If you have any questions, there are many who are more knowledgeable about this than I am (JMM and Mary H come to mind), but don't hesitate to call or PM me. I just went thru all of this, was panicked at first (didn't have Mary H's wise advice at the time) and am now back to normal.


----------



## molleysmom (May 27, 2007)

> Hi Molley's mom,
> I'm sorry to hear that Molley's liver enzymes and BATs were still on the higher side, but (if she isn't over 4), I would guess that she is an asymptomatic maltese with MVD like both of mine - and an estimated 60-70% of all maltese! The Protein C test (a simple blood test) can rule out the liver shunt. Don't be surprised if your vet hasn't heard of it, I think it just came out in December 2006! The links that others posted previously have links where your vet can read about the Protein C test.
> 
> The only way to know definitively that your dog has MVD is to do a biopsy, but since MVD has no treatment, other than medical management (i.e. diet, supplements), my vet and I didn't think it was worth the risk of surgery. And your vet should be aware of the MVD for any anesthetic procedures as it can be a little more difficult for MVD dogs to come out of anesthesia.
> ...



thanks so much for your insight. Just knowing that mvd is medical management is useful. shall call vet tomorrow and schedule protein c test. i love my little fuzz butt endlessly, dealing with a chronic disease is stressful and we do not want to put her thru unneccessary procedures nor do i want to throw good money after bad. must be the nurse in me coming out. do you give your malts heartworm medication or topical flea/tick protection? i wonder if the oral interceptor is adding to our dillema, but i am very concerned that not giving it to her is more risky. we travel about 3 times a year to different parts of the country. i am a travel nurse and we follow the sun. i know that the books say that they should not need it on the proper diet and supplements, that is the only thing i am holding on to so far. please feel free to call me as well. just let me know how to get the info to you.

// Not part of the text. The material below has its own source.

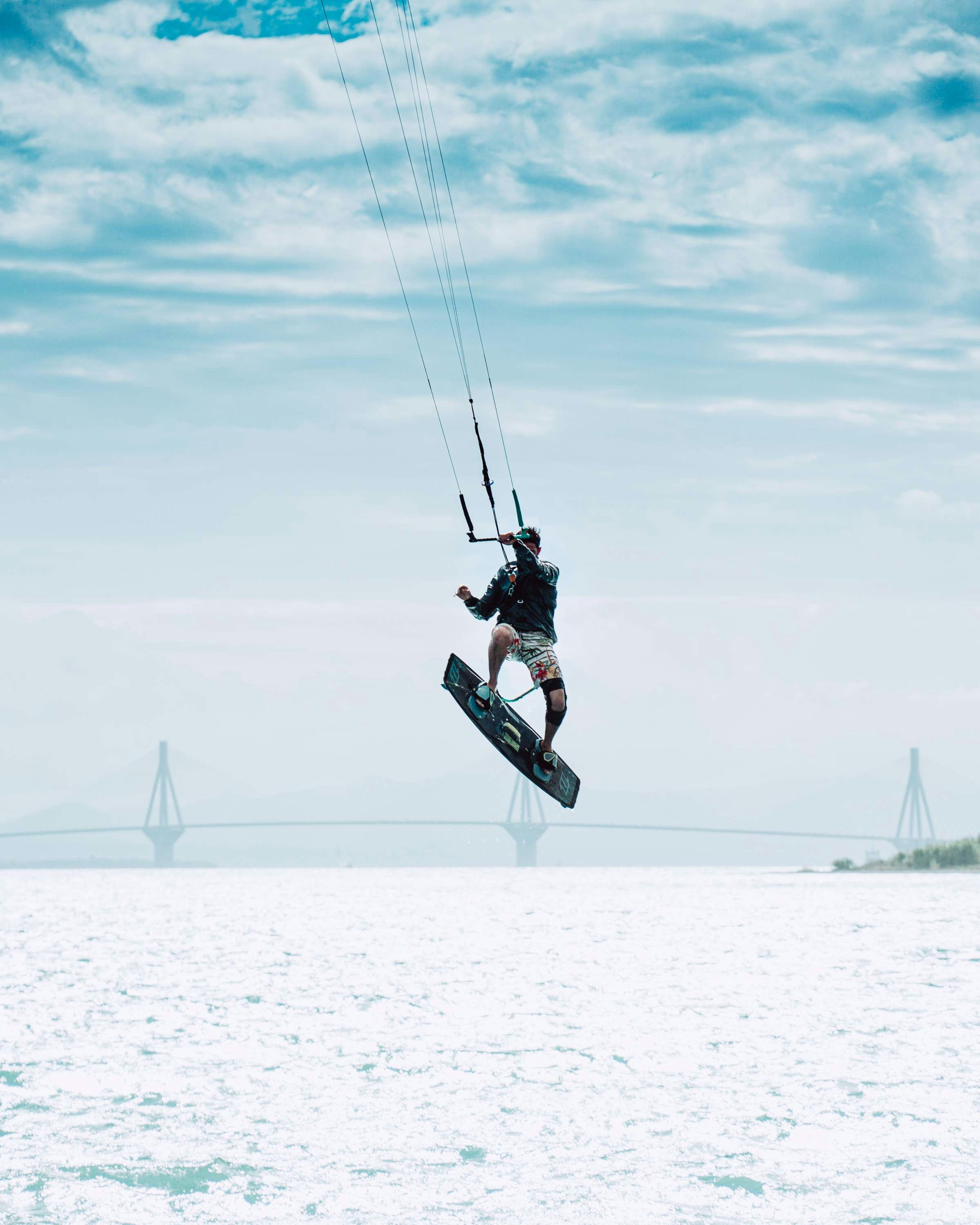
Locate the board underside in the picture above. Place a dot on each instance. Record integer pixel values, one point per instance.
(509, 734)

pat your little fluff butts head for me and i will scratch molleys belly too!

shall post when i have the protein test results.


----------



## jmm (Nov 23, 2004)

> thanks so much for your insight. Just knowing that mvd is medical management is useful. shall call vet tomorrow and schedule protein c test. i love my little fuzz butt endlessly, dealing with a chronic disease is stressful and we do not want to put her thru unneccessary procedures nor do i want to throw good money after bad. must be the nurse in me coming out. do you give your malts heartworm medication or topical flea/tick protection? i wonder if the oral interceptor is adding to our dillema, but i am very concerned that not giving it to her is more risky. we travel about 3 times a year to different parts of the country. i am a travel nurse and we follow the sun. i know that the books say that they should not need it on the proper diet and supplements, that is the only thing i am holding on to so far. please feel free to call me as well. just let me know how to get the info to you.
> 
> pat your little fluff butts head for me and i will scratch molleys belly too!
> 
> shall post when i have the protein test results.[/B]


Yes, I keep my dogs (even the MVD dogs) on Interceptor and Frontline. If there is heartworm where you travel, I would be very hesitant to stop the interceptor. Your dog could eat the whole box and it would not be toxic. It is not in their system for a whole month. It should be out of their system in no more than 3 days.


----------



## tamizami (May 1, 2007)

From everything I've read lately on this topic, it probably won't seem like you are living with a dog with a chronic disease. Those were my first fears as well, but its so prevalent in this breed, yet they have nice long lives. I am going to bet money that at least 75% of malt owners don't even know their dogs have MVD. I also wonder how much of it (liver "issues") have to do with the stress of the vet visit or things like the fact that our little babies are getting picked up so much (my vet said that mild blunt trauma can cause elevated ALT). I'm not worrying about it anymore and just focus on giving them the healthiest diet, supplements, exercise, mental stimulation and LOVE I can. 

Re the medications: I've had 2 vets tell me we don't live in an area where there is a heartworm threat (it gets too chilly at night for the mosquitos and the heartworm larvae), so we don't use it. I had heartguard and it made Shiva violently ill. If I had to use one, it would definitely be interceptor. As a precaution, I get their blood tested every 6 months. 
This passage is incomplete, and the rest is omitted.